Maureen Kearney, 63 ans, a été condamnée le 6 juillet 2017 à cinq mois de sursis et 5 000 € d’amende pour dénonciation d’un crime ayant exposé les autorités judiciaires à d’inutiles recherches. Ancienne syndicaliste d’Areva, elle affirme encore aujourd’hui avoir été séquestrée et violée, à son domicile, du fait de ses activités syndicales. Des faits montés de toute pièce, selon l’accusation, pour servir son combat syndical.

par Julien Mucchiellile 20 septembre 2018

La syndicaliste d’Areva est revenue à Versailles, et ses camarades sont dans la salle, quand elle se lève à 19h, et ouvre son deuxième procès d’une voix mâtinée d’accent britannique : « Je conteste absolument tout, je suis innocente des accusations », de dénonciation de crime imaginaire. Pour ces faits, le tribunal de Versailles l’a condamnée, le 6 juillet 2017, à 5 mois de prison avec sursis et 5 000 euros d’amende (v. Dalloz actualité, 16 mai 2017, art. J. Mucchielli isset(node/184887) ? node/184887 : NULL, 'fragment' => isset() ? : NULL, 'absolute' => )) .'"'>184887).

À la cour d’appel, elle maintient que, le 17 décembre 2012, qu’elle a été victime des faits suivants.

Il est 7 heures du matin, Maureen Kearney se brosse les dents en écoutant les informations crier depuis la télévision du salon. « J’ai senti quelque chose dans mon dos, que j’ai cru être une arme. J’ai cru que mon cœur allait traverser ma poitrine, j’étais pétrifiée. » Elle est agressée, un bonnet sur la tête lui ôte l’image. « Il m’a assise sur les toilettes. » Elle a un blanc, mais logiquement, il la mène dans le salon. « Vous étiez habillée, Madame ? » demande le juge. « Oui. Il me déshabille, je me rappelle du couteau sur le ventre, il me grattait. Et là, c’est comme si j’étais plus là. J’ai eu l’impression que mes intestins étaient sur mes genoux, et qu’il ne fallait pas que je bouge pour ne pas que ça tombe. »

La suite : « J’ai un vague souvenir - Quel est votre vague souvenir ? Essayez de nous dire quelque chose - Il essayait de me pousser quelque chose dans le vagin, et après c’est rentré - Vous vous rappelez de quelque chose ? D’une douleur ? - Rien. Et puis j’ai l’impression qu’il était parti.

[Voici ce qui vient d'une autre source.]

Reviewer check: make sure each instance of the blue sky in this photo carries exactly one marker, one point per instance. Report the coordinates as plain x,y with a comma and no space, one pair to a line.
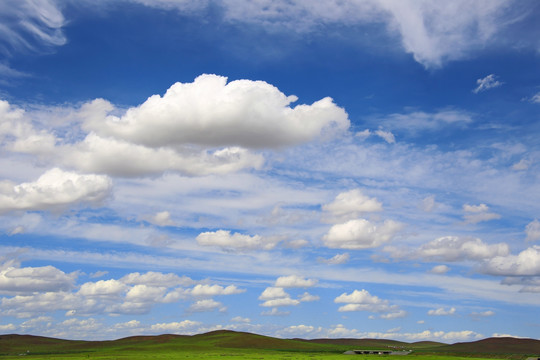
289,168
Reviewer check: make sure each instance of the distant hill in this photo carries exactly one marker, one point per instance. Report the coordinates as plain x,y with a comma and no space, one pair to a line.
510,348
499,346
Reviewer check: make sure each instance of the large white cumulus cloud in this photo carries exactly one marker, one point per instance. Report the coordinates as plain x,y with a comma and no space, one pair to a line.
56,189
204,127
212,112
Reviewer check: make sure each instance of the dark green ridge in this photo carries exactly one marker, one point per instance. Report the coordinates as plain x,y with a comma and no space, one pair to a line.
509,348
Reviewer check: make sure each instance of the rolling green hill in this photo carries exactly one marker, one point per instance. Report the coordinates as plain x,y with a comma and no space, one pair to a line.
218,341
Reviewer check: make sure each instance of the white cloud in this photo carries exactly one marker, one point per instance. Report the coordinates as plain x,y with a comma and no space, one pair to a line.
526,263
17,280
156,279
453,248
175,327
162,218
486,83
54,190
240,319
277,297
440,269
362,300
103,288
275,312
227,241
478,213
213,113
531,284
442,312
533,230
7,327
30,25
428,204
361,234
131,160
205,290
271,293
280,302
307,297
386,136
336,259
522,165
351,204
433,32
206,305
294,281
486,313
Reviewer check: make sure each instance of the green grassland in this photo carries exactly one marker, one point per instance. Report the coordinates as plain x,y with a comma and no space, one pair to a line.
237,345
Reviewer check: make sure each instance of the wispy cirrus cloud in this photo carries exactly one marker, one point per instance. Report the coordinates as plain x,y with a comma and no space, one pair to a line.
486,83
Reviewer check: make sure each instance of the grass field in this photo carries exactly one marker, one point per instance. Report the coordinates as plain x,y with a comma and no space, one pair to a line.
235,345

J’ai l’impression que j’étais endormie - anesthésiée, pétrifiée - Bon, et puis ensuite qu’est-ce qu’il se passe. Vous avez essayé de retirer les liens, mais vous n’avez pas réussi à vous libérer ? - Je sais pas, je sais pas, vous savez ça fait cinq ans, neuf mois et deux jours. Je vais mieux, mais y’a pas un jour qui se passe … ». La femme de ménage, à son arrivée, la détache en coupant les liens, retire le couteau, enfoncé par le manche dans son vagin. Elle veut appeler la police. « Non, pas question ! Il y aura des représailles. Appelez mon mari. » Ce dernier lui dit d’appeler la police, qui arrive à 13h30.

« Arrête de t’occuper de ce qui ne te regarde pas »

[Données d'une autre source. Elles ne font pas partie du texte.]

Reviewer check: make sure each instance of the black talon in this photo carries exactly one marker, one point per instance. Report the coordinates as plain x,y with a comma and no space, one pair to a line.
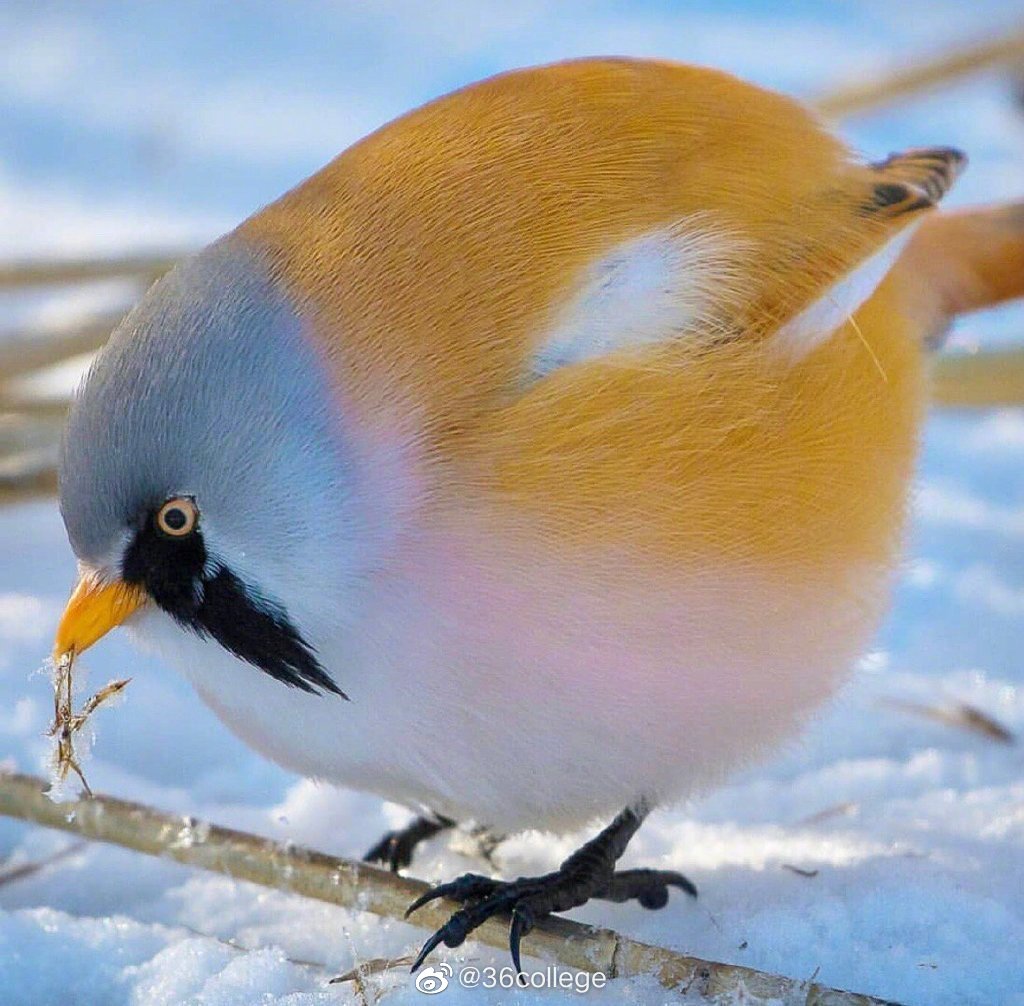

Les jours qui suivent, elle se sent « hystérique ». Elle se barricade chez elle et ne sort plus. Elle porte plainte pour viol, séquestration et acte de barbarie, et indique aux enquêteurs qu’il ne serait pas absurde de chercher du côté de son employeur, Areva, car c’est une syndicaliste (CFDT) opiniâtre, en conflit avec la direction du groupe nucléaire. Dans ce combat, son intérêt se focalise sur un contrat bilatéral entre EDF et CGNPC (un opérateur chinois), en passe d’être conclu. Le conseiller rapporteur, tatillon mais bienveillant : « Si ça ne concerne pas Areva, en quoi ça vous concernait ? - Parce qu’il vendait le savoir-faire d’Areva aux Chinois. » Le transfert de technologie prévu induit des suppressions d’emploi, Maureen Kearney se bat contre cela, s’est confrontée au PDG Luc Oursel, a été menacée par téléphone. L’agresseur lui a scarifié un « A » sur le ventre, et lui a glissé à l’oreille : « Il n’y aura pas de troisième avertissement. Arrête de t’occuper de ce qui ne te regarde pas. »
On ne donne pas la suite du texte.